Today we’d like to introduce you to Timmy Black.

Timmy Black

Hi Timmy, so excited to have you with us today. What can you tell us about your story?
First off, Timmy Black is not my real name. My given name, the one that appears on my birth certificate, is Tobiah Sisel Schwartz. In retrospect, I wish I hadn’t changed it. 

I grew up in Mexico City. My grandparents were German Jewish refugees who immigrated to Mexico in 1938. When I was in high school, I became involved with a small but significant group of transgressive poets and musicians who were instrumental in shifting the center of the Latin American avant-garde away from what were the orthodoxies of Gallen and Fuerti. 

My mother was an opera singer and when late in her career she was offered a teaching job at Juilliard, the whole family moved to New York. Believe it or not, it wasn’t until we moved to the States that I had my first bialy. I loved Manhattan, and inevitably, I fell in with the art scene on the Lower East Side.
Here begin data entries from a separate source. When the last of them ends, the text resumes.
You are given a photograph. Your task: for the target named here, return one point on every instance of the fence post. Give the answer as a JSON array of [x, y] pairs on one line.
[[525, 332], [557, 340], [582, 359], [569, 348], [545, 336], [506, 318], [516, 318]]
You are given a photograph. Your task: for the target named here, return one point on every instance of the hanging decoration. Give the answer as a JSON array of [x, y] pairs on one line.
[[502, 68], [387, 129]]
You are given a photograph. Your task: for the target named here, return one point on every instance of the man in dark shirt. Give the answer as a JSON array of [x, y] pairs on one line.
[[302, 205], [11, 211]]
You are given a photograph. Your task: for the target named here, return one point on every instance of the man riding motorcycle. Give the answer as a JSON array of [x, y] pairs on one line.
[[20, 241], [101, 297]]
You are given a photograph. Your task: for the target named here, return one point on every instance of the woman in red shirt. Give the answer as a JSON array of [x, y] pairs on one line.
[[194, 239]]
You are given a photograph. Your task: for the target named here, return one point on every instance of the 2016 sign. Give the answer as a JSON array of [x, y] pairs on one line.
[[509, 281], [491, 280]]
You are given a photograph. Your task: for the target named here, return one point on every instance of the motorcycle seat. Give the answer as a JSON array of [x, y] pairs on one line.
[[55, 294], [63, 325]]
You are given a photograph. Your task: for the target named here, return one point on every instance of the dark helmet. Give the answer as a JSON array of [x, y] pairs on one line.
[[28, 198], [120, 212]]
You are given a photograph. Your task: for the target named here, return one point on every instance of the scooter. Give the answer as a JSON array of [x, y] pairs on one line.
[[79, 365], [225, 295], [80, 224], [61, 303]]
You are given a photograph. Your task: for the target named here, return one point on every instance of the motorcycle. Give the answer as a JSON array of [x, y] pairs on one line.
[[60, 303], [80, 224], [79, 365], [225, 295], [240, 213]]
It was a wild time – in those days, you could be broke and still live in New York City – and I became very good friends with a wide variety of eccentric geniuses. 
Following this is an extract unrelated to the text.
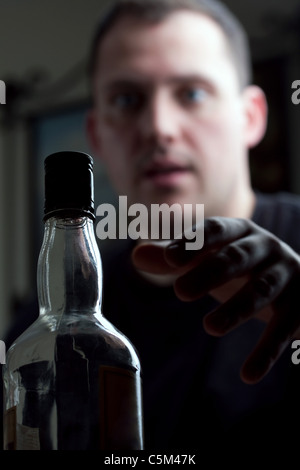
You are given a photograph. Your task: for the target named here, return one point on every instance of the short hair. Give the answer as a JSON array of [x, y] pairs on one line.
[[155, 11]]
I started keeping a journal in order to record all of my improbable encounters, and it was then that I got the idea of becoming the modern-day Vasari. When podcasts became a thing, it was inevitable that I would use it to expand my voice. I had no plan nor ambition to become Los Angeles’ preeminent arts podcaster, but alas… here we are. 
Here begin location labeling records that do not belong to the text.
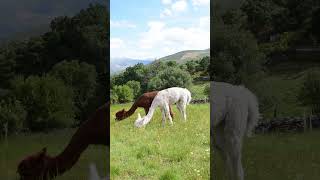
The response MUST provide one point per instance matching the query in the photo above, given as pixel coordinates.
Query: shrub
(170, 77)
(124, 93)
(81, 77)
(47, 100)
(309, 93)
(13, 114)
(135, 86)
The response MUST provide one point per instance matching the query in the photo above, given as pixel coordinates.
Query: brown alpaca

Alright, so let’s dig a little deeper into the story – has it been an easy path overall, and if not, what were the challenges you’ve had to overcome?
I was born with a cleft tongue, and though I received early treatment, it left me a recalcitrant lisp and a slightly vibratory stutter. When I made my shift from writing to broadcasting, I had to work intensively with a very expensive speech therapist. I really couldn’t be where I am right now without the patient dedication of Dr. Charna Bluma Breindel. 

Appreciate you sharing that. What should we know about Timmy Black Presents: The Lives of Contemporary Artists?
Timmy Black Presents: The Lives of Contemporary Artists is, as I said earlier, the preeminent arts podcast of Los Angeles. I say this with great humility. Apparently, my short concise vignettes have struck a sufficiently dissonant chord within the art world. I think this has something to do with the conventional, non-combative, feel-good, empowering, zen-inflected, vapid politesse that defines the southern Californian zeitgeist. My work is unique because of its unabashed honesty. Another reason for my popularity is my sense of humor. The vicars of the L.A. arts ecosystem are completely void of irony. As for the artists themselves, they are so conditioned to see their role as subservient to the curator. /gallerist/collector bolshevik that they live in fear of offending. Any misstep outside the academy of permitted mischief could cost someone a career. 

Obviously, this leaves a tremendous performative vacuum. 

Enter Tobiah Sisel Schwartz!!! 

Is there a quality that you most attribute to your success?
Like the parricidal child pleading for mercy on the grounds of his condition as an orphan, I have the gift of shameless temerity.